Development of a Large-Scale Energy Gap Calculation Method Using Quantum Computers Toward Industrial and Social Implementation

1. Key points of this research

・Developed ”Tensor-based Quantum Phase Difference Estimation (TQPDE)” by combining quantum phase difference estimation, an energy gap calculation method, with circuit compression technology using tensor networks
・Demonstrated a practical application of quantum chemistry calculations on a superconducting quantum computer with error suppression
・Expectated to enable high-resolution understanding of the physical properties of large-scale molecules through the practical use of quantum computers

2. Challenges in electronic state calculations and expectations for quantum computers

The physical properties of a molecule can be determined by calculating the electronic state of the electrons it contains. However, the computational cost of such calculations increases exponentially with the number of electrons, so approximations are currently used in practice. The electronic ground state* is commonly calculated using DFT*, which approximates electronic correlations. While DFT is widely applied, it often fails to achieve sufficient accuracy for materials with complex electronic structures involving strong Coulomb repulsion.

*Ground State: The lowest-energy electronic state of a system.

*DFT (Density Functional Theory): A computational method that approximates the properties of a many-electron system based on electron density, rather than wavefunctions.

Quantum computers are drawing attention as a potential solution to this challenge, as they can perform computations that are intractable for conventional (classical) computers by leveraging quantum entanglement* and superposition*. One prominent algorithm, quantum phase estimation, is known to exponentially accelerate molecular energy calculations. However, due to the high levels of noise in current quantum hardware, large-scale quantum circuits* cannot yet be executed. As a result, quantum phase estimation has so far only been demonstrated on systems of up to 6 bits.
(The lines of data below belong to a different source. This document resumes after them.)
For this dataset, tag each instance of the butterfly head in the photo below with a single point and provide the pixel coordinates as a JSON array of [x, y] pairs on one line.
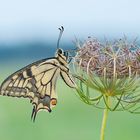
[[62, 56]]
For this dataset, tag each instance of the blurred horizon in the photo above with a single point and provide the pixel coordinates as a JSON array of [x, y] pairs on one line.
[[28, 21]]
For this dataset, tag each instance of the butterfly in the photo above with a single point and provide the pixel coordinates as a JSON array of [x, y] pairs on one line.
[[37, 81]]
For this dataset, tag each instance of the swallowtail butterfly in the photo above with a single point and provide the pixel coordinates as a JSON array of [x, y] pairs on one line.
[[37, 81]]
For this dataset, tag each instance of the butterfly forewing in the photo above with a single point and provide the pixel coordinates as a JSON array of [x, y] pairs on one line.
[[36, 81]]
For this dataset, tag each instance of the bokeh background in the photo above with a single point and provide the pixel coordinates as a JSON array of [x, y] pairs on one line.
[[28, 32]]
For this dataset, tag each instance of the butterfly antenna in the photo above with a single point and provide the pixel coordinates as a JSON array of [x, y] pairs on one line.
[[60, 35]]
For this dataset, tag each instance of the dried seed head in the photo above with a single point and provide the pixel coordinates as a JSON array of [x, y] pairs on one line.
[[119, 58]]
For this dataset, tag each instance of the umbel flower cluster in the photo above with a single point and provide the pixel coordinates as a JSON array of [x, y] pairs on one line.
[[109, 70]]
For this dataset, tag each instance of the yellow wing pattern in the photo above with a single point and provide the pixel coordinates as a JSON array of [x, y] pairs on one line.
[[37, 82]]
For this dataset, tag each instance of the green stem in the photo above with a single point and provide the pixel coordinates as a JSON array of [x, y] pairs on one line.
[[105, 114]]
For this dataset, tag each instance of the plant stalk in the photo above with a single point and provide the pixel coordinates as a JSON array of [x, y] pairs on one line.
[[104, 121]]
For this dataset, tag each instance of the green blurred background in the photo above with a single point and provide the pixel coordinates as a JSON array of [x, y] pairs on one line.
[[70, 119]]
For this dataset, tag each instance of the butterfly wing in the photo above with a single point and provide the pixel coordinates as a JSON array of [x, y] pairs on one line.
[[37, 81]]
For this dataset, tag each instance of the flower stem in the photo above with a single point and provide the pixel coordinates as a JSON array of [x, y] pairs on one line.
[[105, 114]]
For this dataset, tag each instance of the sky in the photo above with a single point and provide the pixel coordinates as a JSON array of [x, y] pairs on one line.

*Quantum Entanglement: A quantum phenomenon in which the states of multiple qubits become interdependent, such that the state of one qubit cannot be described independently of the others.

*Quantum Superposition: A fundamental property of qubits that allows them to exist in a combination of multiple states simultaneously.

*Quantum Circuit: A structured sequence of quantum gates and measurements designed to manipulate the quantum states of qubits.

3. Result of this work

In this study, we adopted quantum phase difference estimation and tensor networks* to reduce the computational cost of quantum computation. Quantum phase difference estimation enables direct calculation of the energy gap—an important physical property— by using a superposition state of the ground and excited states*. Moreover, comparing the circuits for standard quantum phase estimation [Figure 1(a)] and phase difference estimation [Figure 1(b)] reveals that the latter avoids controlled operation on auxiliary bits during the dynamics computation(-iHt), which is a key factor in reducing computational cost.

*Tensor Network: A tensor is a generalized data structure that extends the concept of scalars (0D), vectors (1D), and matrices (2D) to arbitrary dimensions. A tensor network is a graphical structure in which tensors are connected via contracted indices. In this study, quantum gates and related operations are represented as tensors within the network.

*Excited State: An electronic state with higher energy than the ground state.

Building on the quantum phase difference estimation circuit, the circuit was further compressed using a technique known as a tensor network [Figure 1(c)]. This approach searches for shallow circuits that approximate the target circuit using a classical computation. In addition, implementing the state preparation circuit using a tensor network was found to exponentially suppress quantum noise.


The method was implemented on a 32-system qubit Hubbard model [Figure 2(a)] and a 20-qubit decapentaene molecule [Figure 2(b)] using actual quantum hardware. As a result, the measured distributions were observed to converge toward the target energy gap values, confirming that the algorithm functioned correctly—with an accuracy on the order of 10 milliHartrees. This demonstrates that, with the aid of superconducting quantum hardware and error suppression techniques, quantum phase estimation was successfully executed at a scale exceeding five times that of previous implementations.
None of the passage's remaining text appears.